実際には、化石から、それが生きていたときの状態を考えるのはそれほど簡単ではない。新しい時代のものであれば、現生のとの比較を行うことによって、ある程度の推察は行える。同じ種と判断できれば、ほぼ同じ環境であったと考えてよかろうし、ごく近縁なものと判断されれば、その差からある程度の推察を行うことも可能である。たとえばゾウの化石が出れば、一般には温暖な地域であったのだと想像がつく。しかし、それがマンモスであれば、むしろ寒冷な地域であったと判断される。これは、マンモスが現生のゾウとは異なり、非常に厚い毛皮に覆われていたことから、寒冷な気候に適応していたと考えられるためである。

より長い時間軸で

より古い化石であれば、現生の生物との対応はつけにくくなる。しかしながら、それでも現在の生物と比較して、その成育していた環境を判断する場合もある。たとえばサンゴ礁は、古生代の初期から現在に至るまで、さまざまな地域で発達していたと考えられる。化石としては、石灰質の骨格を大規模に発達させた生物が大量に集中する形で発見される。しかし、それを構成する動物の種は、時代によって大きく異なり、同じ珊瑚であっても、現生の珊瑚と古生代の珊瑚では全く異なる群からなっている。また、珊瑚以外の動物(二枚貝など)が関与している例もある。
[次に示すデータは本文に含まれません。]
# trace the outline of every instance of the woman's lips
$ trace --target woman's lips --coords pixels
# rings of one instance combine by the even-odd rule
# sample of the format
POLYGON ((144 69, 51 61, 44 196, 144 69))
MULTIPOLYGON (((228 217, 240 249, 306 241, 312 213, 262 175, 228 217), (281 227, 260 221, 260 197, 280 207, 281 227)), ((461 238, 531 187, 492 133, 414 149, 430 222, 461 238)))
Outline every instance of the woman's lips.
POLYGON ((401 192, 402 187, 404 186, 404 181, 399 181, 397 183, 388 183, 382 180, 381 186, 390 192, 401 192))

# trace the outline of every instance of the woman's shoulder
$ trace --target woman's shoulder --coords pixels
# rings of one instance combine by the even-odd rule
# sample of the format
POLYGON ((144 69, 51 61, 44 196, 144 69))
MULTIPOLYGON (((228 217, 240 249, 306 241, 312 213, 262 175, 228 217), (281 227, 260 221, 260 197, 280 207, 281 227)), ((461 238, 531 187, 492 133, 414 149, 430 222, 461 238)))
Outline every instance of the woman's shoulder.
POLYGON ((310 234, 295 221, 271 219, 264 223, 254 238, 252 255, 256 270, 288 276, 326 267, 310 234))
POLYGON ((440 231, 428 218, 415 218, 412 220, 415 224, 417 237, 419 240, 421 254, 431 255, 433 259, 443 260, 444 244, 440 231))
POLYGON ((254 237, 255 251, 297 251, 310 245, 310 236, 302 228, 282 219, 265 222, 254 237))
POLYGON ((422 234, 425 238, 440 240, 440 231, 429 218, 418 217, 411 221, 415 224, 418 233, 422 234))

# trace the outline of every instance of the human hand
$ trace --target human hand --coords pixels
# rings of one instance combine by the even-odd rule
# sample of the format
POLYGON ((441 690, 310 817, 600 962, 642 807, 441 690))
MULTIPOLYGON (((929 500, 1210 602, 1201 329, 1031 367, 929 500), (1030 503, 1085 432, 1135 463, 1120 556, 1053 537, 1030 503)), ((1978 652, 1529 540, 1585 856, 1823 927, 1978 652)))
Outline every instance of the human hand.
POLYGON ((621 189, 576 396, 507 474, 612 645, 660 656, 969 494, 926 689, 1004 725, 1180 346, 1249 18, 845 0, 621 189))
しかし、現在のサンゴ礁はすべて熱帯の浅い海にある。これは、造礁サンゴ共生藻を持ち、彼らの光合成産物によって生活しているからであるが、同時に、珊瑚の骨格形成に共生藻が関わっていると考えられている。したがって、古代に於いてもサンゴ礁を形成する生物は似たような条件で、似たような生活を送っていたと考えるのである。つまり、サンゴ礁の化石が発見されれば、そこはかつて、熱帯の浅い海であったと考えられる。

化石の移動

ただし、プレートテクトニクスの考えによれば、海底はゆっくりと移動しており、現在化石が発見された場所が、かつてその生物の生息していた場所だとは断定できない。たとえば大東島の地下数百mにわたって堆積しているサンゴ礁の層は、その下の部分ほど太平洋の中央に近い場所で形成されたものであろうと思われる。同様に、本州の石灰岩も、それがサンゴ礁起源と考えられた場合も、その地域がその時代にサンゴ礁を保有していたと見るよりは、太平洋のサンゴ礁が本州にまで運び込まれたものと考えるようになっている。